If you're coming from V1/V2, see V3 migration for the rename map.
Workflows
A workflow orchestrates multiple functions into a unified processing pipeline. Workflows are configured as a directed graph:
Workflow
+-------------------------------------------------------------+
| |
| +-----------+ +----------+ +----------------+ |
| | Extract | ---> | Enrich | ---> | Payload Shaping| |
| +-----------+ +----------+ +----------------+ |
| |
+-------------------------------------------------------------+
^
|
Single Entry Point- Main Function: The entry point that receives input
- Relationships: Define how data flows between functions
- Versioned: Update workflows safely without disrupting production
Calls
A call is an execution request. When you send data to bem, you create a call:
POST /v2/calls
|
v
+------------------+
| WorkflowCall | <-- Your execution request
+------------------+
|
| spawns one per function
v
+------------------+ +------------------+
| FunctionCall 1 | ---> | FunctionCall 2 |
+------------------+ +------------------+- Workflow Call: Executes an entire workflow
- Ad-hoc Function Call: Executes a single function directly
Calls progress through statuses: pending → running → completed (or failed).
Events
An event is the output notification from a function execution. When a function completes, it produces an event containing the results.
FunctionCall completes
|
v
+------------------+
| Event |
+------------------+
|
+-- eventType ("extract" | "enrich" | "transform" | "classify" | ...)
|
+-- Content field (payload, varies by eventType — see below)
|
+-- Triggers Subscriptions (webhooks)Events are what subscriptions listen to — when created, bem delivers them to your configured webhook endpoints. Events are also what a workflow call returns synchronously: a call object whose terminal events are in call.outputs, with the extracted data on each event at transformedContent / enrichedContent / choice / etc. depending on eventType. See Reading workflow call outputs for the full path map and accessor patterns in every SDK.
Transformations
A Transformation is a persisted record of one function's structured output, stored in bem and queryable via the legacy /v1-beta/transformations endpoints. The shape is:
{
"transformID": "tr_abc123",
"extractedJSON": {
"invoiceNumber": "INV-2024-001",
"vendor": "Acme Corp",
"totalAmount": 1250.00
},
"referenceID": "your-tracking-id"
}Transformations adhere to the outputSchema defined in the function configuration.
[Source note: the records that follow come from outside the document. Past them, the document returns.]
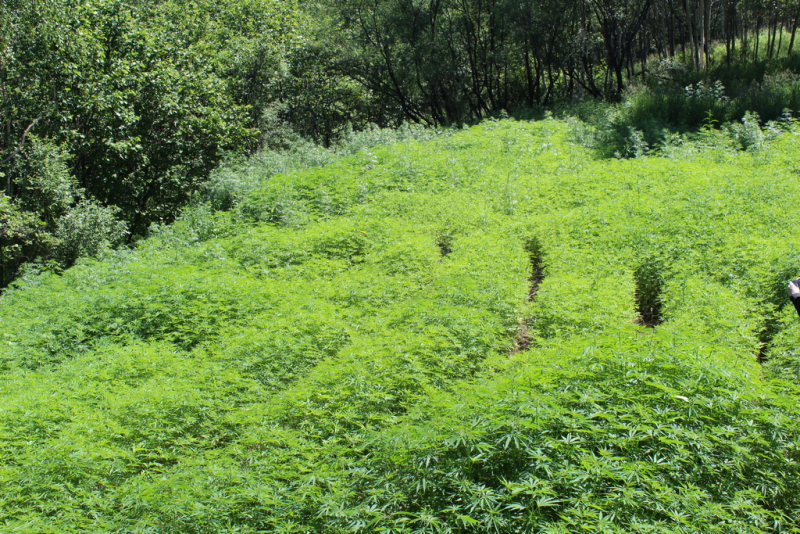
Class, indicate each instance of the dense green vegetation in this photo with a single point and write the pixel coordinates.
(114, 113)
(443, 335)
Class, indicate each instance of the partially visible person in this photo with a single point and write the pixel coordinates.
(794, 293)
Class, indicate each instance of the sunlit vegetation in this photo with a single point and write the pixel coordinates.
(492, 329)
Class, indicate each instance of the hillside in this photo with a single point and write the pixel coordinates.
(492, 331)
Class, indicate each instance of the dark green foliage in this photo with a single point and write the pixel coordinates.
(310, 361)
(649, 279)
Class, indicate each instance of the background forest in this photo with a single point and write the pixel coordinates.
(114, 113)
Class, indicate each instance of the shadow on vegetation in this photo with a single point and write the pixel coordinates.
(533, 247)
(649, 286)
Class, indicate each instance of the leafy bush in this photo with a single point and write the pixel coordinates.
(310, 361)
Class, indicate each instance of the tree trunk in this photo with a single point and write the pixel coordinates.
(794, 30)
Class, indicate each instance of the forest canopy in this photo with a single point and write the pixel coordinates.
(115, 112)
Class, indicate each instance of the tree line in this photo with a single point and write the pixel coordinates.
(114, 112)
(441, 61)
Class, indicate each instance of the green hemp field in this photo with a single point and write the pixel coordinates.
(493, 331)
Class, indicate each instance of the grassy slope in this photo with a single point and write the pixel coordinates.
(313, 362)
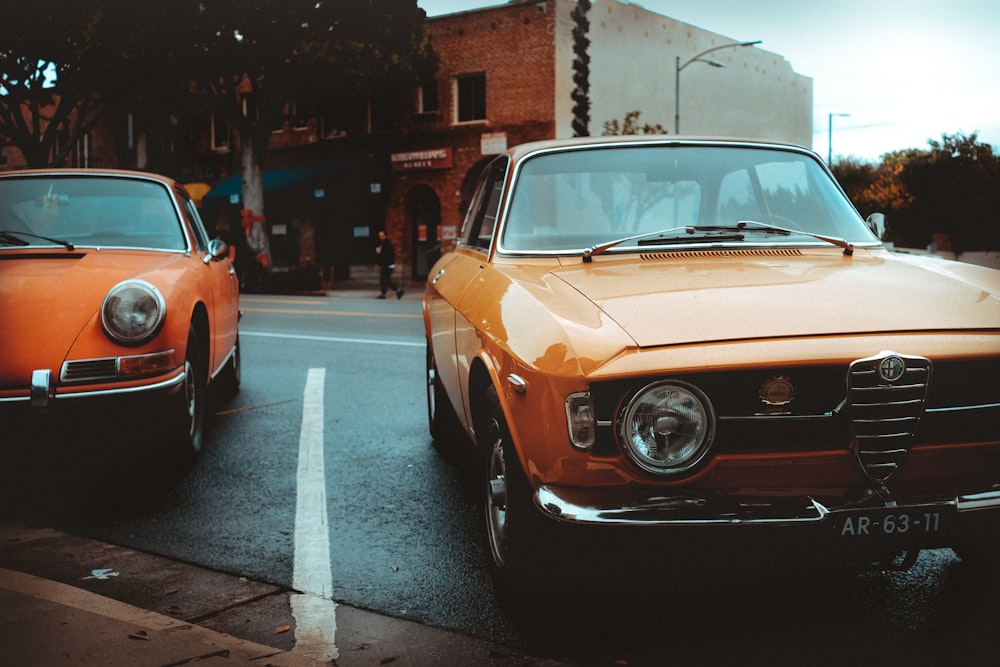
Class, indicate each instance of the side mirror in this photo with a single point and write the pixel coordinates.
(876, 223)
(217, 249)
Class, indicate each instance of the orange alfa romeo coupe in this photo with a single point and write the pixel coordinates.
(115, 307)
(702, 341)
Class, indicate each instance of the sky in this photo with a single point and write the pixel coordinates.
(906, 71)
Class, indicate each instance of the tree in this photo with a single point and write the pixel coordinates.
(952, 189)
(581, 69)
(631, 126)
(249, 61)
(956, 190)
(47, 59)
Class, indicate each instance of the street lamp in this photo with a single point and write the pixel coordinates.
(829, 136)
(697, 59)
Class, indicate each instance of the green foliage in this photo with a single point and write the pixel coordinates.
(47, 59)
(953, 188)
(630, 126)
(192, 56)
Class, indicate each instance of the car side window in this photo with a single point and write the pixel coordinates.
(200, 235)
(480, 222)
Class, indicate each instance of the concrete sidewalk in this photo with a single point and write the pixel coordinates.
(49, 617)
(44, 622)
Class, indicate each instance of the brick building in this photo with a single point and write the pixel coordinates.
(506, 77)
(335, 177)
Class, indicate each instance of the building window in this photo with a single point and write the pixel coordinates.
(427, 99)
(220, 134)
(295, 119)
(470, 92)
(379, 115)
(81, 152)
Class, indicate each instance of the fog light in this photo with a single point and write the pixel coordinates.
(146, 364)
(580, 419)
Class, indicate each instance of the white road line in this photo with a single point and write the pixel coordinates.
(334, 339)
(313, 609)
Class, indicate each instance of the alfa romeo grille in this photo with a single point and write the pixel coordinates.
(887, 393)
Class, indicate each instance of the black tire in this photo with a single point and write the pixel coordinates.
(514, 530)
(186, 414)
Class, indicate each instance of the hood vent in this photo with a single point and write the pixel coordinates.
(886, 393)
(722, 254)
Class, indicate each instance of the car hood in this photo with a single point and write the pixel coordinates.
(669, 299)
(47, 299)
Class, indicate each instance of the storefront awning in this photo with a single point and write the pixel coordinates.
(275, 179)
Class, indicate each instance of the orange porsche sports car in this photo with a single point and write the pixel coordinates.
(701, 338)
(113, 300)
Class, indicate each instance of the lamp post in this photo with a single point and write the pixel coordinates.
(829, 136)
(698, 58)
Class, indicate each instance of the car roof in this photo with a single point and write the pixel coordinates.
(525, 149)
(78, 171)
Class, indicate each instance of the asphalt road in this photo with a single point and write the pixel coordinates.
(402, 535)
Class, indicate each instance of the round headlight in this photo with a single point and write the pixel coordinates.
(667, 427)
(133, 312)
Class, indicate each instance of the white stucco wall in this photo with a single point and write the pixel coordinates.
(633, 56)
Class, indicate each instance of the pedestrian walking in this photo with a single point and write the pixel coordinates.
(385, 262)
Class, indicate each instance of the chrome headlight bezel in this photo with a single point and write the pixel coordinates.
(663, 410)
(133, 312)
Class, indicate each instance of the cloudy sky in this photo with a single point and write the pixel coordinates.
(905, 70)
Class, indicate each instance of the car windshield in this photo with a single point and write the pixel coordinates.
(76, 211)
(626, 197)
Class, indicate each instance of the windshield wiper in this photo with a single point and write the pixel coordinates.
(588, 254)
(12, 237)
(763, 226)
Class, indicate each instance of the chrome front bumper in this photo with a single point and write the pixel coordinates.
(580, 507)
(43, 391)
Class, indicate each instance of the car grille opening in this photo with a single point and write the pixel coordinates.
(886, 406)
(90, 370)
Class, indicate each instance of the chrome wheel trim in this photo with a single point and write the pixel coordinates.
(496, 498)
(192, 407)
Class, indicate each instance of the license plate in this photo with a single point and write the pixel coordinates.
(890, 523)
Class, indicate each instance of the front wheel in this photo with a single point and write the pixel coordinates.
(186, 413)
(512, 522)
(445, 429)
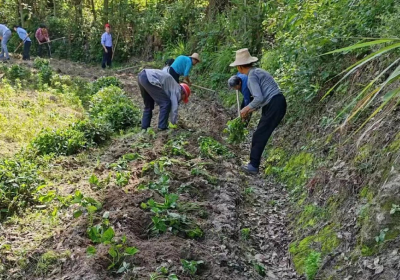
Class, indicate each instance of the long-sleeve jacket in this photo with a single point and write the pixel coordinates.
(164, 80)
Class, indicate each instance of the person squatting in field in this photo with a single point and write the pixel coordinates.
(267, 96)
(42, 36)
(157, 86)
(106, 42)
(239, 82)
(24, 36)
(182, 66)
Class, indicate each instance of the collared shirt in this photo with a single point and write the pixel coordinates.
(182, 65)
(262, 87)
(42, 36)
(23, 35)
(163, 80)
(244, 89)
(106, 39)
(3, 30)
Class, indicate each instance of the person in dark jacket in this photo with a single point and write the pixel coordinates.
(157, 86)
(106, 42)
(267, 97)
(24, 36)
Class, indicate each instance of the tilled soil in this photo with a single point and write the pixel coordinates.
(233, 203)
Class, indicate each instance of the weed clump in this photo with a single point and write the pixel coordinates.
(112, 105)
(19, 181)
(211, 148)
(237, 131)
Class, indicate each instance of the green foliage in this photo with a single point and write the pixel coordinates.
(38, 63)
(59, 142)
(245, 233)
(112, 105)
(105, 82)
(19, 184)
(312, 264)
(211, 148)
(18, 72)
(191, 267)
(237, 130)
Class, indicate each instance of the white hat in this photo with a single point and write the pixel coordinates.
(195, 56)
(243, 57)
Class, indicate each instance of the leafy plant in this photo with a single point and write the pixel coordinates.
(112, 105)
(395, 209)
(104, 82)
(312, 265)
(245, 233)
(87, 204)
(237, 130)
(381, 237)
(211, 148)
(38, 63)
(19, 184)
(122, 178)
(191, 267)
(60, 142)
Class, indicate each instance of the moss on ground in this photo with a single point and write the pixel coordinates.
(324, 242)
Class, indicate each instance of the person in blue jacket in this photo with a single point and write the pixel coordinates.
(182, 66)
(24, 36)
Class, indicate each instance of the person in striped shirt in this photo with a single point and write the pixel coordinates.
(268, 97)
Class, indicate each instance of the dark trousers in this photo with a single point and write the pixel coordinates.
(44, 45)
(27, 49)
(248, 118)
(107, 57)
(152, 94)
(272, 114)
(174, 75)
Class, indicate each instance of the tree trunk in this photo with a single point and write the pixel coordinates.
(93, 10)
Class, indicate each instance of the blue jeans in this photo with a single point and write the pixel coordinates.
(4, 42)
(152, 94)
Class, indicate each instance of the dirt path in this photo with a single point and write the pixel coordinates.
(243, 218)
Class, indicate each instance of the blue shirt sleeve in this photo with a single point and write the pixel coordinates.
(188, 66)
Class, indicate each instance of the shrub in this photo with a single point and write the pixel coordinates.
(17, 72)
(38, 63)
(104, 82)
(112, 105)
(95, 131)
(60, 142)
(19, 181)
(45, 74)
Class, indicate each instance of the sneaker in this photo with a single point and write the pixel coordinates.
(250, 169)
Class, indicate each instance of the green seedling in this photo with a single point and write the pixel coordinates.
(122, 178)
(395, 209)
(94, 181)
(381, 237)
(86, 204)
(191, 267)
(176, 147)
(237, 130)
(211, 148)
(259, 268)
(245, 233)
(161, 186)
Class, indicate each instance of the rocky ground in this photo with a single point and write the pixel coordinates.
(243, 219)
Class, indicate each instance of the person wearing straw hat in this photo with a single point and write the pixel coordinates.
(106, 42)
(182, 66)
(239, 82)
(157, 86)
(267, 97)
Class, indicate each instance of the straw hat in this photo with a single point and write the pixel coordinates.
(243, 57)
(195, 56)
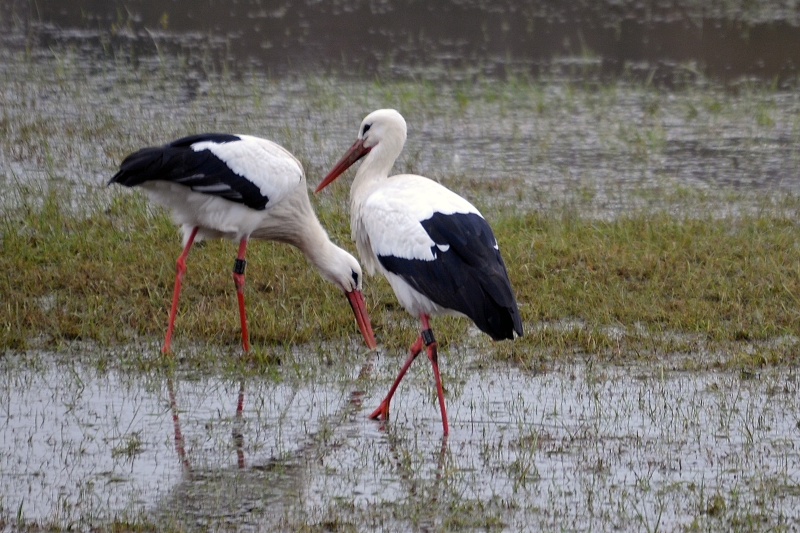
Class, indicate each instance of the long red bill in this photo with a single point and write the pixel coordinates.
(356, 152)
(362, 318)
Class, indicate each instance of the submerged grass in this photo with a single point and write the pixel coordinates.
(632, 285)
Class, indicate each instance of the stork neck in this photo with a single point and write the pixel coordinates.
(374, 169)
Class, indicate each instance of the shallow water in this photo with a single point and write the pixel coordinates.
(581, 445)
(668, 41)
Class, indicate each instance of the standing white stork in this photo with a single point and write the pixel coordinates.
(240, 187)
(434, 247)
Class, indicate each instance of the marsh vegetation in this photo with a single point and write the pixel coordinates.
(650, 233)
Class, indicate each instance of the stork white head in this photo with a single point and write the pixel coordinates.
(383, 133)
(342, 269)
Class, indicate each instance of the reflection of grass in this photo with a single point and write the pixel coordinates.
(98, 265)
(105, 272)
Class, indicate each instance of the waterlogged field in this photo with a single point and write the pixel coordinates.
(650, 236)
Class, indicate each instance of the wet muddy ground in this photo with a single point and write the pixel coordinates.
(598, 110)
(583, 445)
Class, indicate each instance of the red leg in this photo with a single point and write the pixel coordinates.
(180, 269)
(434, 359)
(238, 280)
(383, 409)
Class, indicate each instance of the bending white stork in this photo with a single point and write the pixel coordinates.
(240, 187)
(434, 247)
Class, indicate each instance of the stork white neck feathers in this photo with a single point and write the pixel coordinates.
(436, 250)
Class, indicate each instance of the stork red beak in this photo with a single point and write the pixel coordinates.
(356, 152)
(360, 310)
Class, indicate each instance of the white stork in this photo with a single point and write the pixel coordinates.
(240, 187)
(434, 247)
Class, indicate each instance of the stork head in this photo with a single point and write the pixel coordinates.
(342, 269)
(382, 132)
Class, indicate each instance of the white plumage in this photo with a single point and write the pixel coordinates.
(433, 246)
(240, 187)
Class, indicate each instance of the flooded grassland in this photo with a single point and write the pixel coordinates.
(650, 235)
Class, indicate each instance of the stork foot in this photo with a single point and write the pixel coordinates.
(382, 412)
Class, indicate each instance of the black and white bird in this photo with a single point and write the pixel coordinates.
(434, 247)
(240, 187)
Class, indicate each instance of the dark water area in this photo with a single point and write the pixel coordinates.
(667, 42)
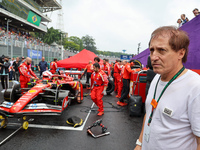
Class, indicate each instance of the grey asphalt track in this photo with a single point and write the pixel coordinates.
(124, 130)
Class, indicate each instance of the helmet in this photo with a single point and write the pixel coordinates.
(46, 75)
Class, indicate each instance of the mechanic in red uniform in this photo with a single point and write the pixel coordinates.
(126, 82)
(53, 66)
(89, 69)
(26, 73)
(117, 70)
(106, 67)
(120, 85)
(99, 83)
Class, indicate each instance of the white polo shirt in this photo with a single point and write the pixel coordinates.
(176, 120)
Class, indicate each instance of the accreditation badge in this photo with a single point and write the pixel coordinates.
(147, 131)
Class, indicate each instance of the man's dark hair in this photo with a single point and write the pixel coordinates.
(97, 59)
(178, 39)
(96, 65)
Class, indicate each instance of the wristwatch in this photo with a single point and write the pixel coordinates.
(138, 142)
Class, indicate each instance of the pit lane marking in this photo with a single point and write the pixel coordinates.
(59, 127)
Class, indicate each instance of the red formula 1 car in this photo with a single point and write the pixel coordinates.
(49, 96)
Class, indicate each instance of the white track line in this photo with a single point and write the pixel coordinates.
(59, 127)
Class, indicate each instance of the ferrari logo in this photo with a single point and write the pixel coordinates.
(34, 18)
(32, 91)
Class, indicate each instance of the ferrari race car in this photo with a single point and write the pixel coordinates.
(49, 96)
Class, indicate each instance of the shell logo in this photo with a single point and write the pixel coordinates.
(32, 91)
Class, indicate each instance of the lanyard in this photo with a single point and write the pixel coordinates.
(154, 103)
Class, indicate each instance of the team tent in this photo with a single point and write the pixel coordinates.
(79, 60)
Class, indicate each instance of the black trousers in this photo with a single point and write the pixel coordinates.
(17, 75)
(4, 81)
(125, 90)
(88, 76)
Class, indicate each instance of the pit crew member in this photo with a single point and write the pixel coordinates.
(53, 66)
(26, 73)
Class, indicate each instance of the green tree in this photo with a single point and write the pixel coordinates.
(52, 35)
(89, 43)
(77, 41)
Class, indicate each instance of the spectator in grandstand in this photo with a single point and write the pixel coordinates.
(126, 82)
(172, 114)
(96, 59)
(89, 69)
(196, 12)
(15, 69)
(184, 19)
(179, 23)
(4, 73)
(42, 66)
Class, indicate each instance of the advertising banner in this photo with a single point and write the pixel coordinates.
(126, 57)
(34, 18)
(34, 54)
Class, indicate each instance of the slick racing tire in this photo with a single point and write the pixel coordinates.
(111, 87)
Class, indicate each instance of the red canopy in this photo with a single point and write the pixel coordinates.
(79, 60)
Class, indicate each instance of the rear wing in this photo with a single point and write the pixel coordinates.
(74, 72)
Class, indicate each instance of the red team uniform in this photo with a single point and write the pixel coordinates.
(106, 68)
(120, 83)
(25, 74)
(53, 67)
(98, 81)
(117, 70)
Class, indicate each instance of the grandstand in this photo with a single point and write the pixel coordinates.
(20, 17)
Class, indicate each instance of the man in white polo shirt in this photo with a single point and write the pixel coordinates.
(172, 119)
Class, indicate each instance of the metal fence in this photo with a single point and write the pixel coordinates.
(17, 48)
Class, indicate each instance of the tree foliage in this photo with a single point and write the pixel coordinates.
(109, 53)
(73, 43)
(89, 43)
(70, 45)
(52, 35)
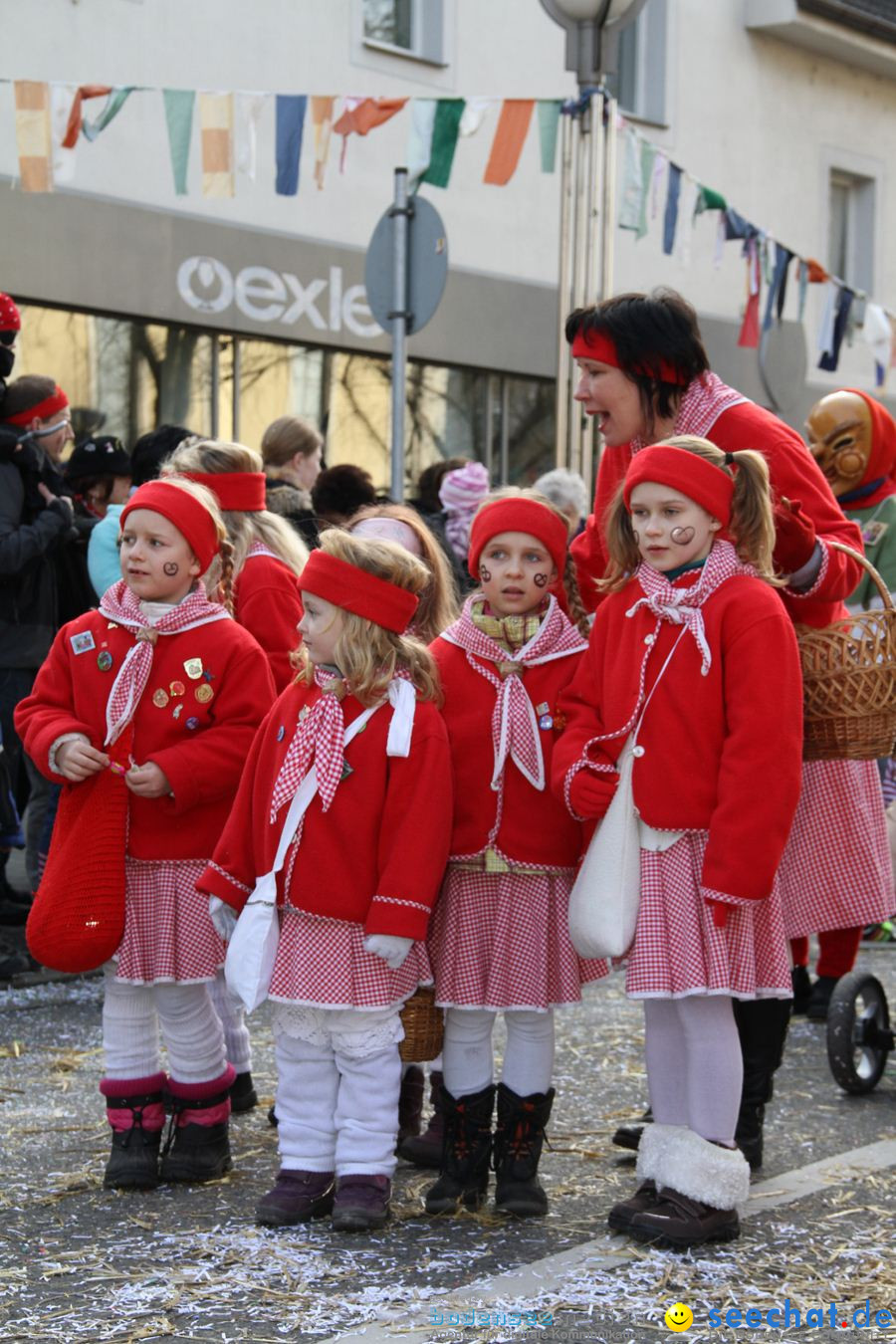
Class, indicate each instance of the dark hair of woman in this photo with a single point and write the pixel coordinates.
(648, 331)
V3 workflow callers, take note:
POST /v3/workflows/{name}/calldoes not return Transformation records. It returns Events whose extracted JSON is atoutputs[].transformedContent(orenrichedContentetc., per the field map above). The legacy Transformation record shape only shows up if you read it through the V1/V2 endpoints.
Subscriptions
A subscription configures webhook delivery for events, connecting function outputs to your systems:
Function completes --> Event created --> Subscription triggers --> Webhook sentSubscribe to specific functions to receive notifications when they complete.
Views
A view provides insight into transformation outputs. Views can include columns, filters, and aggregations—useful for monitoring and analyzing results across many function executions.
How Everything Connects
1. SETUP (once)
+-- Create Functions (define extraction logic)
+-- Create Workflow (chain functions together)
+-- Create Subscriptions (configure webhooks)
2. EXECUTE (per document)
POST /v2/calls
|
v
WorkflowCall created (status: pending)
|
v
FunctionCalls execute in sequence
|
v
Events produced with Transformations
|
v
Subscriptions trigger webhooks to your systems
3. RETRIEVE
GET /v2/calls/{id} --> Full results with all function outputsData Model Summary
| Concept | What It Is | Contains |
|---|---|---|
| Function | Reusable processing unit | Configuration, output schema |
| Workflow | Orchestration layer | Main function, relationships |
| Call | Execution request | Input data, reference ID, terminal outputs[] |
| Function Call | Single function execution | Status, attempt info |
| Event | Output notification (one per function execution) | eventType, functionName, content payload (transformedContent / enrichedContent / choice / …) |
| Transformation | Persisted record of a function's output (legacy V1/V2) | transformID, extractedJSON, referenceID |
| Subscription | Webhook config | Function ID, webhook URL |